Der Rüeblimärt sieht nach alter Tradition aus, ist aber von 1982 und beim Berner Zwiebelmarkt abgeschaut. Und das berühmteste Aargauer Rüebli, das Küttiger, ist nicht orange, sondern weiss.
Abschnitt 12
Zeitleiste
Zehn Daten, mit denen man die Stadtgeschichte in zwei Minuten erzählt.
- 1240–1250Die Kyburger Grafen Hartmann IV. und Hartmann V. gründen die Stadt auf einem Felskopf am Südufer der Aare.
- 4. März 1283Rudolf I. von Habsburg verleiht Aarau das Stadtrecht.
- 1415Bern erobert mit Hilfe Solothurns den unteren Aargau. Aarau kapituliert nach kurzem Widerstand und bleibt bis 1798 bernische Untertanenstadt.
- 1528Einführung der Reformation. Aarau wird einer der Tagsatzungsorte der Eidgenossenschaft.
- 11. August 1712In Aarau wird der vierte Landfriede geschlossen. Er beendet die Vormacht der katholischen Orte und bringt die Religionsparität.

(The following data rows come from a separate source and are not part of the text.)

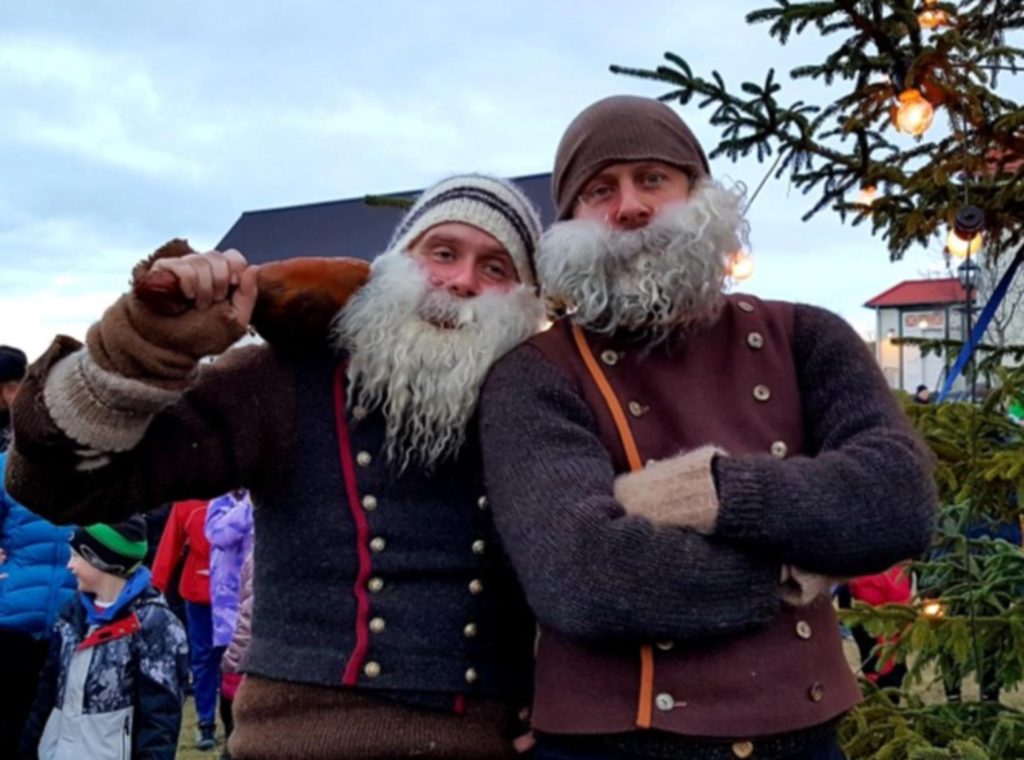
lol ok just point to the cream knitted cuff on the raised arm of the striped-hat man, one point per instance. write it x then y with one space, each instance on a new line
99 409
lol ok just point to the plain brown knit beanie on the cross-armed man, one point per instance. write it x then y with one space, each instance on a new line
620 130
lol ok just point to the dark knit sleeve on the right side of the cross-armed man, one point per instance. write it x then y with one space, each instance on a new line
863 498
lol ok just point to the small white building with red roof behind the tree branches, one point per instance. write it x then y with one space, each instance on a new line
932 310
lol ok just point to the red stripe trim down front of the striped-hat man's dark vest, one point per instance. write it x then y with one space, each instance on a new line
352 674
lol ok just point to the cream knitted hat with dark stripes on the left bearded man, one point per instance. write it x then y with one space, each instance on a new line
495 206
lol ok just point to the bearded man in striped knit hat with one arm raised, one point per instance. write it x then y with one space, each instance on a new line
387 620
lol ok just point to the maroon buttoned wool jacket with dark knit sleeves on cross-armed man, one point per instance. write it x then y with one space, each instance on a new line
796 401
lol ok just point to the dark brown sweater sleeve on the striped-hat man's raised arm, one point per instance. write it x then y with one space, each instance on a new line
230 429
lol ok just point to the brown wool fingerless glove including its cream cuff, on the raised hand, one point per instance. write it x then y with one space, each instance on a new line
137 362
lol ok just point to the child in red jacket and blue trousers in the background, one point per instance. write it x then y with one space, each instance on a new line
185 538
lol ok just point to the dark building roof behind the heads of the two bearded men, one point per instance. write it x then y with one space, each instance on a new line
350 228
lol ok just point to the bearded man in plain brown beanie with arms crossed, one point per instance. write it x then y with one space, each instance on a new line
678 474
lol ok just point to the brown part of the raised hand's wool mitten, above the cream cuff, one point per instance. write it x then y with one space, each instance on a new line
139 340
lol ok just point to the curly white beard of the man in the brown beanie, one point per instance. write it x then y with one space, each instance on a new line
667 275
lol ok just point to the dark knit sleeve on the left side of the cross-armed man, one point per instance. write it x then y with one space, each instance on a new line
589 570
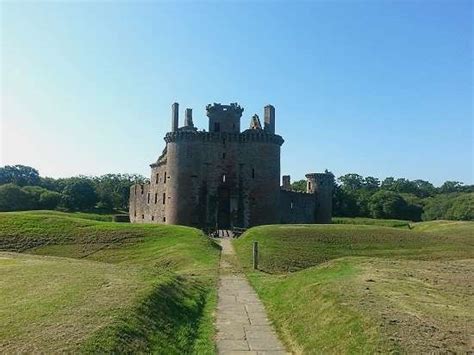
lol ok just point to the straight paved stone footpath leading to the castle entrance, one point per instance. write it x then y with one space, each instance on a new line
241 322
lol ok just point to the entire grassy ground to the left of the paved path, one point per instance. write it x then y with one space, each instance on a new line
84 285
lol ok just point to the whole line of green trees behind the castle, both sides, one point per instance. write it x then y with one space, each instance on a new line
22 188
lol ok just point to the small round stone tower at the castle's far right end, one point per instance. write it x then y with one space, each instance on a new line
322 185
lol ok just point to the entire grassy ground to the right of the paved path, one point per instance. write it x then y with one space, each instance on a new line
361 289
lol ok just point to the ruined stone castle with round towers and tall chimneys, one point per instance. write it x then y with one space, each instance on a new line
224 178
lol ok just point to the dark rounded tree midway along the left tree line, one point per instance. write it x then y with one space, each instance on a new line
79 194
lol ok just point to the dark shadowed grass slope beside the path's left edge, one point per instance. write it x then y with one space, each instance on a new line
167 321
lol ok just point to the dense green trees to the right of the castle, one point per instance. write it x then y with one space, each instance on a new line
415 200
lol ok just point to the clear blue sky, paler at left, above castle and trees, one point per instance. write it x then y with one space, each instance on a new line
381 88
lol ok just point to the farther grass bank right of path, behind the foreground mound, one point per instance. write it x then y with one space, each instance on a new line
288 248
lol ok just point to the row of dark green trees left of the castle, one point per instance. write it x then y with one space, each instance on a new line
22 188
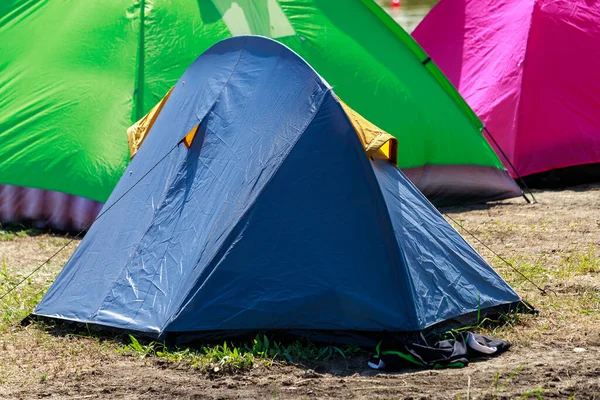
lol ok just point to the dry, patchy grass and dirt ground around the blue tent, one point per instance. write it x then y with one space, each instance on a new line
556 354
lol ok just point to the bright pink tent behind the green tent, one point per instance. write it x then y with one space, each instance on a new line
530 69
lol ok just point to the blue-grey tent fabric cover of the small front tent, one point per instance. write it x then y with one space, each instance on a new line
273 219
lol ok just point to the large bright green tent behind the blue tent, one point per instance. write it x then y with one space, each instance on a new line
75 74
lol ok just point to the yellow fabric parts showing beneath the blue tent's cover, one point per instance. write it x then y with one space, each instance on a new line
376 142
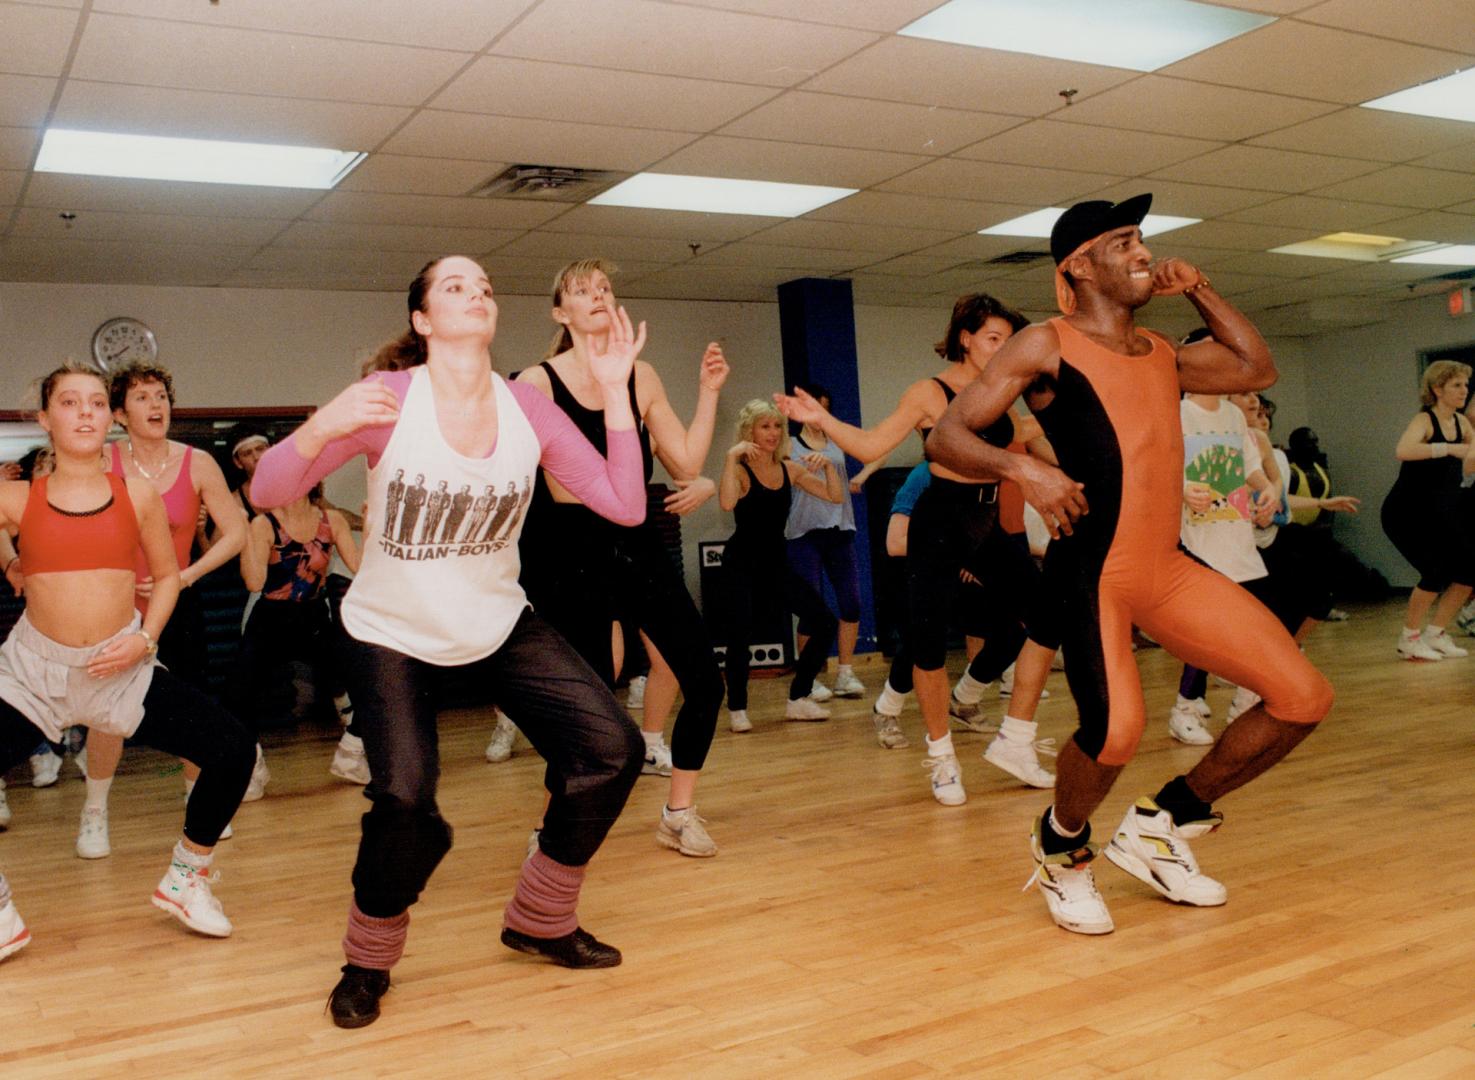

- 1798Erste Hauptstadt der Helvetischen Republik, für fünf Monate.
- ab 1791Johann Rudolf Meyer Sohn lässt die Stollen unter der Stadt graben.
- 1802Gründung der Kantonsschule, des ersten nichtkirchlichen Gymnasiums der Schweiz.
- 1803Aarau wird Hauptstadt des neu gebildeten Kantons Aargau und ist es bis heute.
- 1850Die Kettenbrücke über die Aare wird eröffnet. 1949 ersetzt ein Betonbau die Hängebrücke, der Name bleibt.
- 1. Januar 2010Die Nachbargemeinde Rohr fusioniert mit Aarau.
Abschnitt 13
Kurz notiert
Kleinere Fakten, die sich gut einstreuen lassen.
- Der Name setzt sich zusammen aus dem Flussnamen Aare und «Au», einem alten Wort für Land am Wasser.
- Das Wappen zeigt unter rotem Schildhaupt in Weiss einen schwarzen Adler mit roten Waffen und roter Zunge.
- In der Grosssiedlung Telli, gebaut 1971–1991, wohnt rund ein Achtel der Stadtbevölkerung.
- Der Planetenweg von Aarau nach Kölliken ist sechs Kilometer lang und stellt das Sonnensystem im Massstab 1:1 Milliarde dar. Ein Meter entspricht einer Million Kilometer.
- Der FC Aarau wurde am 26. Mai 1902 in der Brauerei Ryniker gegründet und ist dreimal Schweizer Meister geworden: 1912, 1914 und 1993.
- Der Wildpark Roggenhausen liegt drei Kilometer vom Stadtzentrum entfernt.
- Aarau war lange die bevölkerungsreichste Gemeinde des Kantons. Seit 2024 liegt Baden vorn, Aarau ist die zweitgrösste.
- Der Ausländeranteil lag Ende 2025 bei 23,5 Prozent.